The other two ended up looking pretty damn good!  Currently printing with the TPU that arrived.  Took me a good 5 tries to get a proper profile that would actually print.  It's the equivalent of trying to print ramen noodles in your printer.  The second there's any form of resistance, it wants to curl up around the bondtech gears.

Solution? Print hotter, and way way slower.  So far, so good.

Will post some final pics when it all comes together on them and i've had some time to buff them.

Jerry From LA
Jerry From LA SuperDork
8/8/19 2:56 p.m.

My boss here at Autobooks wants to know when you'll be printing Alfa-Romeo and Citroen lenses next.

Stefan
Stefan GRM+ Memberand MegaDork
8/8/19 4:37 p.m.

I do love me some Jalpa updates.

Keep 'em coming!

corsepervita
corsepervita HalfDork
8/8/19 11:02 p.m.
Jerry From LA said:

My boss here at Autobooks wants to know when you'll be printing Alfa-Romeo and Citroen lenses next.

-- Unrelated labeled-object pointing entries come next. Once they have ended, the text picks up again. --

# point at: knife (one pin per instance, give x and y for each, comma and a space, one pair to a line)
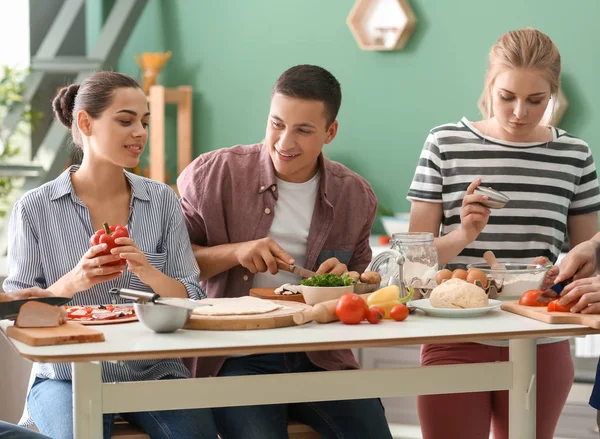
145, 297
296, 269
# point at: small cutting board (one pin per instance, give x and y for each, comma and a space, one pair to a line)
69, 333
269, 294
541, 313
280, 318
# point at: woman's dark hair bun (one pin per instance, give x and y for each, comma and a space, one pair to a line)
63, 104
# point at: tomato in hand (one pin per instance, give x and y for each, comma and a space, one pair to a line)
351, 309
375, 314
384, 240
529, 298
554, 306
107, 235
399, 312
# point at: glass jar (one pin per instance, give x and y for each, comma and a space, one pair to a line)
418, 259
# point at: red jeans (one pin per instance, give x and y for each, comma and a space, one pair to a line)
469, 415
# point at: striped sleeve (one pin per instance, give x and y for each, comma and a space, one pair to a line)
24, 259
427, 182
587, 192
181, 263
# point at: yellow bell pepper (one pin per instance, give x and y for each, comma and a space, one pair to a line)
388, 297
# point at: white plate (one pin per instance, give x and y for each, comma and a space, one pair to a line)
425, 306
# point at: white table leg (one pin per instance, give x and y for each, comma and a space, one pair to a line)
521, 401
87, 400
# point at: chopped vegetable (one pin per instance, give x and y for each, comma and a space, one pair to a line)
329, 280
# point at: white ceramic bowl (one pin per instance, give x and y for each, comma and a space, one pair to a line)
314, 295
395, 224
516, 278
161, 318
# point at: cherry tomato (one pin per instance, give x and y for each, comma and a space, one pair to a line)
529, 298
554, 306
375, 314
384, 239
351, 309
399, 312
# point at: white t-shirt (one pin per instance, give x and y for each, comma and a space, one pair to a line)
291, 223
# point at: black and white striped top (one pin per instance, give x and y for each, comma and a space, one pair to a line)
545, 182
50, 229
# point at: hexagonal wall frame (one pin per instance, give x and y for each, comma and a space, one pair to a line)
381, 24
553, 114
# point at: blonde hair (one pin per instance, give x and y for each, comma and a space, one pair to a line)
526, 49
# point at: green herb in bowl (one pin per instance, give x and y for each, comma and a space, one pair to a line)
329, 280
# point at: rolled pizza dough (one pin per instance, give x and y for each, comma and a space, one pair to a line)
236, 306
456, 293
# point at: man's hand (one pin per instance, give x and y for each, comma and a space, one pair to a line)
580, 262
259, 256
583, 294
332, 265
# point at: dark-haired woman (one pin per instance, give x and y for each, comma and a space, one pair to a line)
49, 247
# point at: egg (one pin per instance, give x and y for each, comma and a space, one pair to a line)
459, 273
479, 275
443, 275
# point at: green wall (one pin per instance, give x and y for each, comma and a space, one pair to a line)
232, 51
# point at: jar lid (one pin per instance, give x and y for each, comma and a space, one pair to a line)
386, 264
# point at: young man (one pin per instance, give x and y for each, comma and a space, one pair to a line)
247, 205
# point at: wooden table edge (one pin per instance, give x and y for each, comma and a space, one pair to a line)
302, 347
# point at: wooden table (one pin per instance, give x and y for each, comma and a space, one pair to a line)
132, 341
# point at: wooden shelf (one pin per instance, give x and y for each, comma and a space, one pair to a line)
158, 98
381, 24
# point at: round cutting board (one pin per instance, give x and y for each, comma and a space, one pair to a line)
269, 293
279, 318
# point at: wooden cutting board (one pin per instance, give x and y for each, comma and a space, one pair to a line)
269, 294
279, 318
541, 313
69, 333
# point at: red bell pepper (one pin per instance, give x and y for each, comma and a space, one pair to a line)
107, 235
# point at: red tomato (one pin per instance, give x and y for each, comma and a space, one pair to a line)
399, 312
351, 309
375, 314
384, 239
529, 298
554, 306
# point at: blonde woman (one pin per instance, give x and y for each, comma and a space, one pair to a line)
550, 177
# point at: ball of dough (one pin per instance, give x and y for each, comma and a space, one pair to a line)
456, 293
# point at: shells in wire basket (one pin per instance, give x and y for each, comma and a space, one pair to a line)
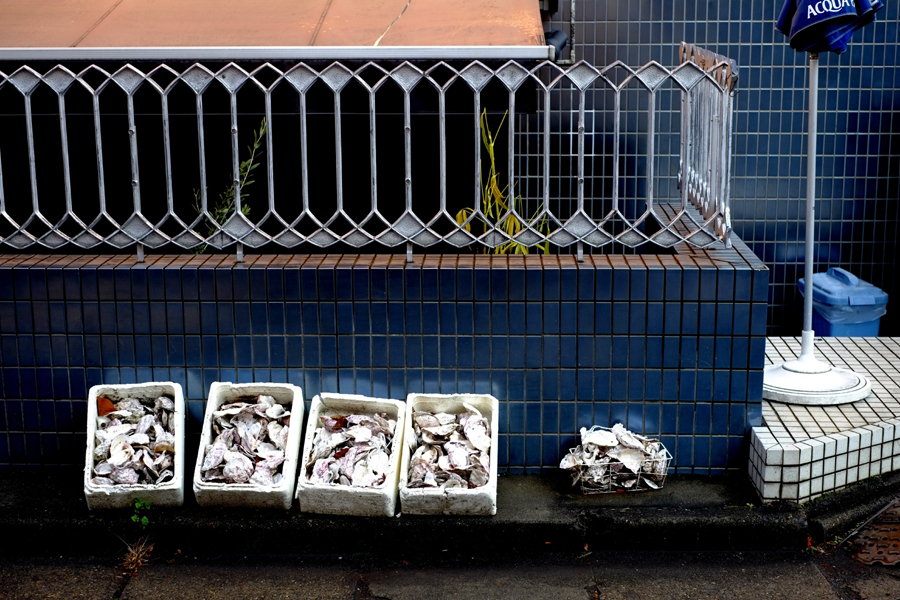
249, 445
613, 460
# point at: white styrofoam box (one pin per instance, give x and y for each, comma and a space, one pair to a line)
843, 443
775, 455
790, 474
168, 493
217, 493
818, 448
337, 499
791, 454
437, 501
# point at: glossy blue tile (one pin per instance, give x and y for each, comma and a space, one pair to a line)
532, 416
430, 351
345, 346
516, 412
447, 352
618, 413
57, 317
499, 353
552, 282
515, 388
294, 351
328, 351
725, 292
534, 285
738, 386
327, 318
343, 281
585, 416
430, 318
482, 284
379, 351
569, 317
73, 320
708, 284
551, 317
482, 357
293, 319
447, 284
311, 352
413, 351
656, 284
309, 288
325, 284
516, 285
243, 350
618, 384
568, 284
291, 284
516, 450
413, 281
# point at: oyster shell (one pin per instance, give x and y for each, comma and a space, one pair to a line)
126, 438
249, 446
352, 450
608, 460
455, 453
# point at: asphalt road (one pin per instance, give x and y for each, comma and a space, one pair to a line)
616, 572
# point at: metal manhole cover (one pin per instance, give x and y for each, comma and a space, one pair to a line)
879, 540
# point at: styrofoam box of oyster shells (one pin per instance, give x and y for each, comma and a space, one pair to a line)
209, 493
169, 493
455, 501
338, 499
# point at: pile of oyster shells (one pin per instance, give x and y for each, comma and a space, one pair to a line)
453, 451
352, 450
135, 441
251, 436
609, 460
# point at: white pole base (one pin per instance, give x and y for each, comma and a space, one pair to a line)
799, 382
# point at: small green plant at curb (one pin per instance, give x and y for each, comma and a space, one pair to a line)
224, 205
140, 509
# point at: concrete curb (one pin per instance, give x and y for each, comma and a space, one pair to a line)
45, 513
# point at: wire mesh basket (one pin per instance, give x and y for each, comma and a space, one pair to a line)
642, 465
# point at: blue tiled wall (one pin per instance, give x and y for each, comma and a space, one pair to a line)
670, 345
858, 183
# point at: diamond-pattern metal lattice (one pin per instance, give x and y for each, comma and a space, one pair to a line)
128, 78
512, 75
25, 79
476, 75
197, 77
406, 76
59, 79
336, 76
652, 75
582, 75
701, 190
301, 77
232, 77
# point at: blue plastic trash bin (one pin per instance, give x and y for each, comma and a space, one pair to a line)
845, 305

i mean if he's got an example, i suppose i could probably make something for him.

 

corsepervita
corsepervita HalfDork
8/8/19 11:08 p.m.

here's the final result.

TPU gasket.  PETG lens.

Gasket has a taper on the inside, basically did a subtraction from original part to get an exact gasket fit.  So it snaps in place around the lens.  Like a glove.  Obviously the colors aren't what the factory are, but I don't really care.  Long as both sides match it's all good.  I wasn't entirely sure how crazy I could get with angles since it's my first time printing TPU, so I went with a flat top surface whereas factory is thin and angled.  But it printed so easily i'll probably reprint it with a similar shape to factory, it handled overhang VERY well.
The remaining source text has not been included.